Backend Monitor

LocalAI provides endpoints to monitor and manage running backends. The /backend/monitor endpoint reports the status and resource usage of loaded models, and /backend/shutdown allows stopping a model’s backend process.

Monitor API

Method: GET
Endpoints: /backend/monitor, /v1/backend/monitor

Request

The request body is JSON:

Parameter	Type	Required	Description
`model`	`string`	Yes	Name of the model to monitor

Response

Returns a JSON object with the backend status:

Field	Type	Description
`state`	`int`	Backend state: `0` = uninitialized, `1` = busy, `2` = ready, `-1` = error
`memory`	`object`	Memory usage information
`memory.total`	`uint64`	Total memory usage in bytes
`memory.breakdown`	`object`	Per-component memory breakdown (key-value pairs)
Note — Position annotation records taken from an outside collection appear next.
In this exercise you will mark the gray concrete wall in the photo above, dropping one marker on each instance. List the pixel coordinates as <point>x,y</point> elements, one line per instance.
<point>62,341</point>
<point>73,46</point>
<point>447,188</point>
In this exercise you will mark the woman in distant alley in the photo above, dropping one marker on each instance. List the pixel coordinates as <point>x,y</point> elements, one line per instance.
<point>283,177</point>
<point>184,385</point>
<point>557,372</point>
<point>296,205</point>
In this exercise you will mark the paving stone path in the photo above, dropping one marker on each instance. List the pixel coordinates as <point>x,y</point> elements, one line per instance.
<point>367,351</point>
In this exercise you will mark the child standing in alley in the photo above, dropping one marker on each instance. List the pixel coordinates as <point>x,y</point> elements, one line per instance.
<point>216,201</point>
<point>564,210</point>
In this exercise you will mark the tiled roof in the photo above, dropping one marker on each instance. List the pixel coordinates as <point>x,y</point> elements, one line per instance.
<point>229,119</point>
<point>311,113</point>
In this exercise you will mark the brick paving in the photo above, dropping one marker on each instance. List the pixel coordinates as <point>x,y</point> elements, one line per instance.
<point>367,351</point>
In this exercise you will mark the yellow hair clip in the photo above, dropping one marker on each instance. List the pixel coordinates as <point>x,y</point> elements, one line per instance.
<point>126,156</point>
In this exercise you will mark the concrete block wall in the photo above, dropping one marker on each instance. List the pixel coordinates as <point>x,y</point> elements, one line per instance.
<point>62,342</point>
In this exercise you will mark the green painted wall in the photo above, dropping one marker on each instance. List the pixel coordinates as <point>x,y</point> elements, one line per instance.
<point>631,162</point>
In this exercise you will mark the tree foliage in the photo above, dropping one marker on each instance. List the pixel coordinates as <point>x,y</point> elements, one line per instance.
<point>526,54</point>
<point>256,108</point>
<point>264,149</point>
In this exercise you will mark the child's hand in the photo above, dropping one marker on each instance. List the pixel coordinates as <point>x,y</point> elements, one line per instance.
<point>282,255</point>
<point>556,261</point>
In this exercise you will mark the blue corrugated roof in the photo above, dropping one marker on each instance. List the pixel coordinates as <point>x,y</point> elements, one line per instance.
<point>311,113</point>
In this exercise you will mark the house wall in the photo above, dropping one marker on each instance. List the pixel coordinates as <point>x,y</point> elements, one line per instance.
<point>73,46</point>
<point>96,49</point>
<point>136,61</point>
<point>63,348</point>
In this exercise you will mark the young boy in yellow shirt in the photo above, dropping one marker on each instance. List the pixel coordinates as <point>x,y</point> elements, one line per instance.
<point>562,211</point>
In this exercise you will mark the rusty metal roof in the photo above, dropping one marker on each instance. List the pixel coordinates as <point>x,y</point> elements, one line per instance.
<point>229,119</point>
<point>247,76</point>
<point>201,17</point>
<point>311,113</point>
If the gRPC status call fails, the endpoint falls back to local process metrics:

Field	Type	Description
`memory_info`	`object`	Process memory info (RSS, VMS)
`memory_percent`	`float`	Memory usage percentage
`cpu_percent`	`float`	CPU usage percentage

Usage

curl http://localhost:8080/backend/monitor \
  -H "Content-Type: application/json" \
  -d '{"model": "my-model"}'

Example response

{
  "state": 2,
  "memory": {
    "total": 1073741824,
    "breakdown": {
      "weights": 536870912,
      "kv_cache": 268435456
    }
  }
}

Shutdown API

Method: POST
Endpoints: /backend/shutdown, /v1/backend/shutdown

Request

Parameter	Type	Required	Description
`model`	`string`	Yes	Name of the model to shut down

Usage

curl -X POST http://localhost:8080/backend/shutdown \
  -H "Content-Type: application/json" \
  -d '{"model": "my-model"}'

Response

Returns 200 OK with the shutdown confirmation message on success.

Error Responses

Status Code	Description
400	Invalid or missing model name
500	Backend error or model not loaded